Two talks bring bike smarts from Montreal and Boston

Phil Goff and Jean-François Pronovost

If “the Portland high five” is patting yourself on the back, the surefire cure is to get a taste of the exciting things other cities are up to. Two experts on bike infrastructure are coming to share some of that wisdom with Portland for free, one next week and one next month.

Next month’s speaker is from arguably the best bike city in North America: Montreal. Jean-François Pronovost of Vélo Québec will share his lessons from Canada about “growing a world-class cycling culture” as part of the first in a major new series of transportation lectures sponsored by the Portland-based Institute for Bicycle and Pedestrian Innovation.

Pronovost, who works for the Montreal advocacy group as vice president for development and public affairs, was trained as a biologist but built a career around bikes, organizing a major 1992 bike conference and then leading the charge for what became La Route Verte, the continent’s longest bike route, with the help of an $88.5 million government investment.

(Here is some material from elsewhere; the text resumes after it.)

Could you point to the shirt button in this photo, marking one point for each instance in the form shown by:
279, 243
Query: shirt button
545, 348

The Pronovost lecture is at 6:30 p.m. Monday, Aug 26, in Portland State University’s Lincoln Hall at 1620 SW Park Ave. Space is limited to 240 people.

Next week’s speaker will have a different perspective: he’s a former Portlander who’s spent the last eight years improving biking in the Boston area — one of the eight major metro cities that’s recently overtaken ours in miles of bikeways per square mile.

Phil Goff of Portland-based Alta Planning + Design, one of the organizers of Portland’s legendary 2002 Summer of Bike Fun, a former Bicycle Advisory Committee member and a founding board member of the Livable Streets Alliance, will speak at 6:30 p.m. on Wednesday, July 31, at Velo Cult, 1969 NE 42nd Avenue. His talk, also free, is organized by the Bicycle Transportation Alliance.

You might recall Goff from his guest article about the Morrison Bridge saga we published back in 2010.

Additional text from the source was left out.